The next day I went to the office and gave a report of my work. The case of Miriam D. I reported more extensively than the others, insisting that the children were starved while the woman had one hundred and thirty-five dollars in the bank, accumulated not from surplus but from what she was forced to deprive her children of. Mr. Lawson immediately called in the Manager and showed him my report. They congratulated me on my ability and I felt that they would tell their investigators that they must not persecute the woman and the orphans by spying. The Manager pronounced me a second Sherlock Holmes and announced that Mrs. D.'s pension would be cut off.

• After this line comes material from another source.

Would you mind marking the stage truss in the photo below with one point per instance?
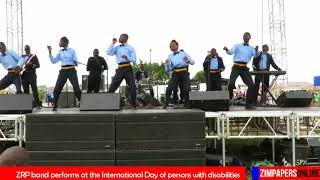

I was dumbfounded. So this was the result of my work! To take the bread out of the mouths of the three orphans. I accused myself of stupidity and could look no one straight in the face. Through treachery I learned the truth, and instead of using it for her good I had used it to help the investigators be more cruel, more questioning than before. What could the woman do? Had she not told me that she could not live on what she earned? Was the one hundred and thirty-five dollars enough for her to support her children? And I imagined them all starved and sick, dying in hospitals. All through my fault. I should have known that they would not reform their investigating system because of my report. How I hated myself. How I hated the whole world. At night when I went home I was ashamed to kiss my children, for I had committed a crime. As I thought of the inscriptions on the doors: "For the poor of the land shall never cease;" "Let thy hand give freely to the needy," etc., I remembered Dante's "Lasciate ogni speranza voi ch' entrate."
In disgust and despair I walked the streets the next day without being able to do anything. Like a criminal who returns to the scene of his crime I walked around the house. I felt a strong call to go in and beg forgiveness for her undoing. I have since learned that it has not done any harm. On the contrary, deserted by the charities the woman redoubled her energies. The cousin she was waiting for arrived a few days later, bringing some money with him. They bought a grocery store and she is earning her living. But at that moment I thought myself guilty of the greatest crime. I made many decisions, but stuck to the last, namely, to take notes of all the evil that organised charity was doing and at the first opportunity give them out for the benefit of the world.
I understood that the welfare of the poor did not concern the men at the head of the charity organisation; that it has become a business for them. A business they were managing, just as others manage factories. Their concern was to reduce the cost, to economise, just as the manufacturers try to produce the greatest amount of product with the smallest amount of outlay. And if hunger, starvation, sickness was the by-product, well, so much the worse for the poor.